For the scientists from the National Veterinary School of Toulouse, INRA, and Cambridge University, one of the biggest challenges is to understand the cellular and molecular mechanisms of prion infectivity. Therefore, discovering that mammalian prions have the capacity to propagate in an insect, in this case the Drosophila, constitutes a breakthrough in their research.
Drosophila melonogaster, a model organism well known to biologists and easy to manipulate, does not show the presence of a prion protein-encoding gene (or any other of the kind). To carry out their investigation, scientists first expressed an ovine prion protein-encoding gene in the Drosophila and then proceeded to expose the larvae to different prions known to affect sheep. They found that these prions actively replicate in adult flies, causing a type of neurodegeneration associated with a decline of the locomotor activity of the insects. Strikingly, the biochemical and biological properties of the original prion strain were maintained during their passage into the vinegar fly, including their capacity to propagate among mammals.

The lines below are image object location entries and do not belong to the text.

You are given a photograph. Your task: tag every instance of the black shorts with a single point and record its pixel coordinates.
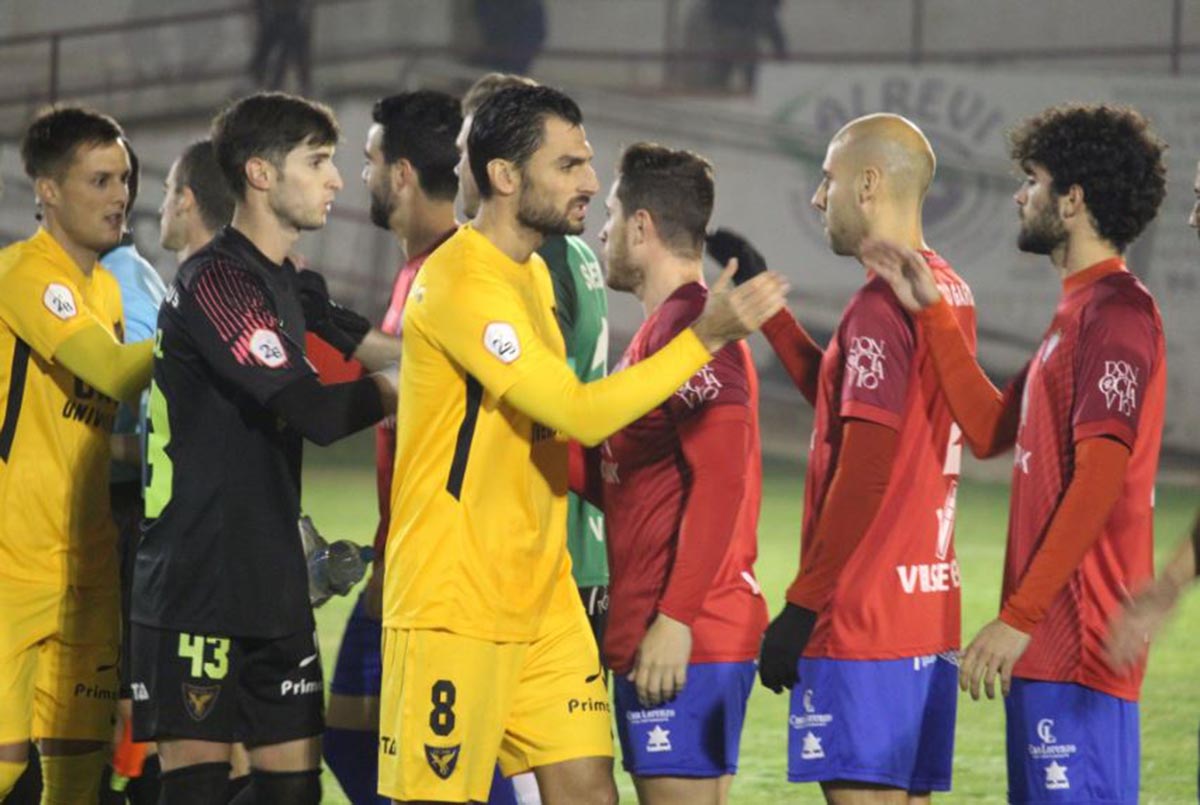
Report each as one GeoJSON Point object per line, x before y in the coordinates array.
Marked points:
{"type": "Point", "coordinates": [257, 691]}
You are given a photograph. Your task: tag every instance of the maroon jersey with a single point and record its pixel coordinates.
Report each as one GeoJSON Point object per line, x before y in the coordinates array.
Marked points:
{"type": "Point", "coordinates": [385, 432]}
{"type": "Point", "coordinates": [646, 493]}
{"type": "Point", "coordinates": [1101, 372]}
{"type": "Point", "coordinates": [898, 594]}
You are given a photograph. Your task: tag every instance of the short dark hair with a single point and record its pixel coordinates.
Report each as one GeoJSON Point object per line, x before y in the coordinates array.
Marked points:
{"type": "Point", "coordinates": [268, 125]}
{"type": "Point", "coordinates": [1110, 152]}
{"type": "Point", "coordinates": [675, 186]}
{"type": "Point", "coordinates": [198, 170]}
{"type": "Point", "coordinates": [489, 85]}
{"type": "Point", "coordinates": [423, 127]}
{"type": "Point", "coordinates": [511, 124]}
{"type": "Point", "coordinates": [57, 132]}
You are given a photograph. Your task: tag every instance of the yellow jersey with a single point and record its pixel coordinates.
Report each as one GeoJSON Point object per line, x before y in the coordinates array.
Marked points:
{"type": "Point", "coordinates": [478, 536]}
{"type": "Point", "coordinates": [55, 523]}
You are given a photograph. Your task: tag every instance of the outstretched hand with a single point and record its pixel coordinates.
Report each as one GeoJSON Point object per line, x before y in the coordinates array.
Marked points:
{"type": "Point", "coordinates": [905, 270]}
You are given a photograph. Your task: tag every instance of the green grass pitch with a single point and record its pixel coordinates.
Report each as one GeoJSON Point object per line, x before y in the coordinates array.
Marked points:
{"type": "Point", "coordinates": [340, 494]}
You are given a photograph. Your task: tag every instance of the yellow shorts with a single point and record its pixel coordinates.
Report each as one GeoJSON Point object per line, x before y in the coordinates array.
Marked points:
{"type": "Point", "coordinates": [451, 707]}
{"type": "Point", "coordinates": [59, 652]}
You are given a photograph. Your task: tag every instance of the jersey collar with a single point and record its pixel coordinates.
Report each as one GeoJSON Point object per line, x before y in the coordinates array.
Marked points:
{"type": "Point", "coordinates": [1093, 274]}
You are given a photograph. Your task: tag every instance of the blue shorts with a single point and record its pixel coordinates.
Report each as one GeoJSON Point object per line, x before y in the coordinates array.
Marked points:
{"type": "Point", "coordinates": [882, 721]}
{"type": "Point", "coordinates": [359, 660]}
{"type": "Point", "coordinates": [1071, 744]}
{"type": "Point", "coordinates": [696, 734]}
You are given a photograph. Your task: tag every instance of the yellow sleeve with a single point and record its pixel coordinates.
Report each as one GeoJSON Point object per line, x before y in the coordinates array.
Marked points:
{"type": "Point", "coordinates": [42, 305]}
{"type": "Point", "coordinates": [95, 356]}
{"type": "Point", "coordinates": [485, 328]}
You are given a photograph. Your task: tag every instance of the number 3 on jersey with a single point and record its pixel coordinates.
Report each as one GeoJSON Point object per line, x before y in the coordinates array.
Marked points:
{"type": "Point", "coordinates": [193, 647]}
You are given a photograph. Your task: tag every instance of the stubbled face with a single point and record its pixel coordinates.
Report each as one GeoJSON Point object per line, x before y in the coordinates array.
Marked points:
{"type": "Point", "coordinates": [172, 221]}
{"type": "Point", "coordinates": [377, 176]}
{"type": "Point", "coordinates": [90, 196]}
{"type": "Point", "coordinates": [1042, 228]}
{"type": "Point", "coordinates": [305, 187]}
{"type": "Point", "coordinates": [615, 251]}
{"type": "Point", "coordinates": [835, 199]}
{"type": "Point", "coordinates": [1194, 218]}
{"type": "Point", "coordinates": [558, 181]}
{"type": "Point", "coordinates": [468, 191]}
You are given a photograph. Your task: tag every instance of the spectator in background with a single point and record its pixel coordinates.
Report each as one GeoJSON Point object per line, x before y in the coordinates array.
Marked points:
{"type": "Point", "coordinates": [283, 38]}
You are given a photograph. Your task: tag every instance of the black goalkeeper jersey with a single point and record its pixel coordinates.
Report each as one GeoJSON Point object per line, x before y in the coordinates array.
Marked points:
{"type": "Point", "coordinates": [220, 552]}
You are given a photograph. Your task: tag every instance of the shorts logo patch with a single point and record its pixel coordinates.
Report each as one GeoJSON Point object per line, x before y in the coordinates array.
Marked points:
{"type": "Point", "coordinates": [1056, 776]}
{"type": "Point", "coordinates": [501, 340]}
{"type": "Point", "coordinates": [443, 760]}
{"type": "Point", "coordinates": [658, 739]}
{"type": "Point", "coordinates": [268, 348]}
{"type": "Point", "coordinates": [199, 700]}
{"type": "Point", "coordinates": [60, 301]}
{"type": "Point", "coordinates": [811, 749]}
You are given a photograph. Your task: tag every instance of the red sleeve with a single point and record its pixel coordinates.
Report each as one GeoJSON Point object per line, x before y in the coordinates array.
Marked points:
{"type": "Point", "coordinates": [796, 350]}
{"type": "Point", "coordinates": [855, 496]}
{"type": "Point", "coordinates": [385, 464]}
{"type": "Point", "coordinates": [989, 419]}
{"type": "Point", "coordinates": [877, 341]}
{"type": "Point", "coordinates": [709, 518]}
{"type": "Point", "coordinates": [1117, 349]}
{"type": "Point", "coordinates": [1077, 524]}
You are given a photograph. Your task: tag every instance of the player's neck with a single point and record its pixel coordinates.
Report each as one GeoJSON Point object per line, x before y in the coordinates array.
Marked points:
{"type": "Point", "coordinates": [508, 234]}
{"type": "Point", "coordinates": [1081, 252]}
{"type": "Point", "coordinates": [265, 232]}
{"type": "Point", "coordinates": [425, 226]}
{"type": "Point", "coordinates": [83, 257]}
{"type": "Point", "coordinates": [667, 275]}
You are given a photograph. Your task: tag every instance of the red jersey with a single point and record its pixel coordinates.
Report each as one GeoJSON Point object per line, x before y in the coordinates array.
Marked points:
{"type": "Point", "coordinates": [385, 432]}
{"type": "Point", "coordinates": [1101, 372]}
{"type": "Point", "coordinates": [647, 484]}
{"type": "Point", "coordinates": [898, 594]}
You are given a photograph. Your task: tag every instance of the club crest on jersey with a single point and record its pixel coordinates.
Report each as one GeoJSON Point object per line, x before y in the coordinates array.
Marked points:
{"type": "Point", "coordinates": [501, 340]}
{"type": "Point", "coordinates": [443, 760]}
{"type": "Point", "coordinates": [60, 301]}
{"type": "Point", "coordinates": [268, 348]}
{"type": "Point", "coordinates": [865, 361]}
{"type": "Point", "coordinates": [199, 700]}
{"type": "Point", "coordinates": [1120, 386]}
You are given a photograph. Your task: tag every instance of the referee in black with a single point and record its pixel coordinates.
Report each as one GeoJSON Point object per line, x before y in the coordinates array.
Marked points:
{"type": "Point", "coordinates": [222, 631]}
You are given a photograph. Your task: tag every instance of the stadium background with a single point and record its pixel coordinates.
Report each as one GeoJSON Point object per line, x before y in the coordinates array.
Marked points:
{"type": "Point", "coordinates": [964, 70]}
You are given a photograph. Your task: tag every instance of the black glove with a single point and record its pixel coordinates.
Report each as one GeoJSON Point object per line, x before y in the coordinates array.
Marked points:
{"type": "Point", "coordinates": [725, 244]}
{"type": "Point", "coordinates": [783, 644]}
{"type": "Point", "coordinates": [340, 326]}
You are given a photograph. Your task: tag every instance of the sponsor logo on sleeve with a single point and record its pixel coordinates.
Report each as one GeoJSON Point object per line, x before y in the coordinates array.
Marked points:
{"type": "Point", "coordinates": [1120, 386]}
{"type": "Point", "coordinates": [60, 301]}
{"type": "Point", "coordinates": [268, 348]}
{"type": "Point", "coordinates": [501, 340]}
{"type": "Point", "coordinates": [864, 364]}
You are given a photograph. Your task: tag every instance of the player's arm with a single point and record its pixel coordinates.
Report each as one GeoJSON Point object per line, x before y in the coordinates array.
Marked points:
{"type": "Point", "coordinates": [988, 416]}
{"type": "Point", "coordinates": [1141, 618]}
{"type": "Point", "coordinates": [856, 492]}
{"type": "Point", "coordinates": [95, 356]}
{"type": "Point", "coordinates": [793, 346]}
{"type": "Point", "coordinates": [343, 329]}
{"type": "Point", "coordinates": [486, 329]}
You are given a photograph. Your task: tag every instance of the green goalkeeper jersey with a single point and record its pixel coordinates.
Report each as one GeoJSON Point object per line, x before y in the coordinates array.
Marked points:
{"type": "Point", "coordinates": [582, 308]}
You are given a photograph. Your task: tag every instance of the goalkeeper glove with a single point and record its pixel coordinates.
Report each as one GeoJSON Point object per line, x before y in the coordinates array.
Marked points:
{"type": "Point", "coordinates": [783, 646]}
{"type": "Point", "coordinates": [340, 326]}
{"type": "Point", "coordinates": [725, 244]}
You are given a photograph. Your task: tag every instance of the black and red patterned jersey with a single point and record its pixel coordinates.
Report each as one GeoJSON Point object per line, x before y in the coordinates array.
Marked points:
{"type": "Point", "coordinates": [220, 553]}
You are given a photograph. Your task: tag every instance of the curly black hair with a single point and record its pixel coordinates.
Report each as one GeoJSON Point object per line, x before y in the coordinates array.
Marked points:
{"type": "Point", "coordinates": [1109, 151]}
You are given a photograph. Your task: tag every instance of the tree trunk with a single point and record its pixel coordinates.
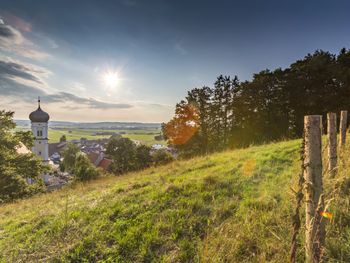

This is the first study ever to show that mammalian prion replication in an invertebrate species can occur, and, therefore, that the specific co-factors necessary for this phenomenon are not exclusive to mammals. Drosophila melonogaster is an ideal model system of biological exploration for both in vitro cellular models and mammals. This insect, for which multiple research tools have already been created, allows scientists to do away with lab animals in order to study complex diseases which, up until now, could only be studied in mammals. In the future, the study of mammalian prion infections, in Drosophila, could allow us to decipher the mechanisms behind neurodegeneration in prion diseases and to test the effectiveness of the therapeutic compounds meant to treat them.